Collaborate
Branding is not a solo act. It is a community that requires a multi-level team of executives and employees, marketing and PR, a branding firm, suppliers and stockholders. Like the cathedral builders of yore, it takes scores of specialized craftsmen and years to build a charismatic brand. These "branding craftsmen" share ideas and coordinate efforts across an entire creative network. In short, they collaborate. The more brains acting in UNITY, the more likely the success of the brand.The three models listed below demonstrate the various executions of brand collaboration:
- The one-stop shop is the place where all responsibilities of branding--research, strategy, design, campaigns, tracking--takes place such as in an advertising agency. The one-stop shop advantage is the unity of the message and ease of brand management for the client.
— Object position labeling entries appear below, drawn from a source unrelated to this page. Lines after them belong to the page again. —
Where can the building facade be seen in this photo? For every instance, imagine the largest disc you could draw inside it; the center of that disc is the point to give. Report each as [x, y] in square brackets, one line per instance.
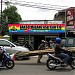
[34, 31]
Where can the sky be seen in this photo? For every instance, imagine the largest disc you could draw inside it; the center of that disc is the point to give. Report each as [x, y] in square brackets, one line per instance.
[30, 13]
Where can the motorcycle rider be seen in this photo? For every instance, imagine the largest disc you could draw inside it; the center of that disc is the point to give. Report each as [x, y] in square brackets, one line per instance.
[41, 47]
[61, 52]
[1, 52]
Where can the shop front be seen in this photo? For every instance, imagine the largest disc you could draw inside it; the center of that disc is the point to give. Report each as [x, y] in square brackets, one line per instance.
[34, 33]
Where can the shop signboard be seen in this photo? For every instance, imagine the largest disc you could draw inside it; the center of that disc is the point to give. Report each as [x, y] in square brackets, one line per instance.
[36, 28]
[70, 19]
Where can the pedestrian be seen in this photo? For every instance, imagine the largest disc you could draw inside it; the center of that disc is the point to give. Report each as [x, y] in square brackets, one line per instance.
[61, 53]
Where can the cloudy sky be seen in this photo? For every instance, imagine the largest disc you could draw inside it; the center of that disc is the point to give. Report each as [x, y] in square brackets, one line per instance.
[40, 9]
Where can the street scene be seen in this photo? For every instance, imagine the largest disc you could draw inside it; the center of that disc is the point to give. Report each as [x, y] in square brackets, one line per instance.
[31, 67]
[37, 37]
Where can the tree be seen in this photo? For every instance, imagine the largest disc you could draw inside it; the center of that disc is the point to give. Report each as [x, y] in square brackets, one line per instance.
[9, 15]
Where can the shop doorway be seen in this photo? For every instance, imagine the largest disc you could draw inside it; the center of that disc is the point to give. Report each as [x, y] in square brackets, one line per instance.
[37, 40]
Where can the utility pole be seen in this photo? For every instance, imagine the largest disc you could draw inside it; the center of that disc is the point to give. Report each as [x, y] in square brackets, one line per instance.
[1, 19]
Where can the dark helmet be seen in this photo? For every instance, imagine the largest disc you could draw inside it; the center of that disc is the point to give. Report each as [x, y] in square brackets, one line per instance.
[58, 40]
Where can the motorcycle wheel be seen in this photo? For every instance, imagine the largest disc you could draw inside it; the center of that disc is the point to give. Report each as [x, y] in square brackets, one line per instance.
[9, 64]
[50, 61]
[72, 65]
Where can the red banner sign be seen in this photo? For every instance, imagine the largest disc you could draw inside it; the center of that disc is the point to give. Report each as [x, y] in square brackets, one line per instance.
[70, 18]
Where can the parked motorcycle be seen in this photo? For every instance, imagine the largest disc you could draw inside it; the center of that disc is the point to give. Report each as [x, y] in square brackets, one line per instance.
[6, 61]
[53, 61]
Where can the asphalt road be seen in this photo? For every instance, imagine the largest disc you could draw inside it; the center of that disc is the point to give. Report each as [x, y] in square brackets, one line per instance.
[31, 67]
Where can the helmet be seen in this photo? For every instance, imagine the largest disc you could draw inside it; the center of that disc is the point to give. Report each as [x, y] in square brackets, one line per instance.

The disadvantage is that an offering of broad and varied services can often times result in a watered-down talent pool in one or more of those services. Additionally, the client has less control of the management of their brand.
- The brand agency acts as a contractor of the brand for the client, subcontracting only the necessary responsibilities of branding to the "best of the best" for that application. The brand agency, like Hornsby Brand Design, heads the project and gathers the best specialists on behalf of the client. The advantage of using a brand agency is that the brand message is developed by expert talent gathered for just the needs of the brand creation and the agency maintains unity across all media applications. Additionally, the client company is unfettered with researching and developing these talent pools. The disadvantage is that the brand control still lies outside of the company, but this can be remedied with close interaction between the brand agency and the company.
- The in-house marketing department has the advantages of the brand agency in that they can subcontract specialists while hiring full-time managers of the brand, giving the company full control of their brand. The disadvantage is the inability to think outside the box. Working with the same brand in the same environment with the same resources can limit a creative and fresh approach to branding and risk repackaging the same old processes and philosophies with only a new ribbon. Success of this paradigm requires a strong internal team with lots of access to innovation.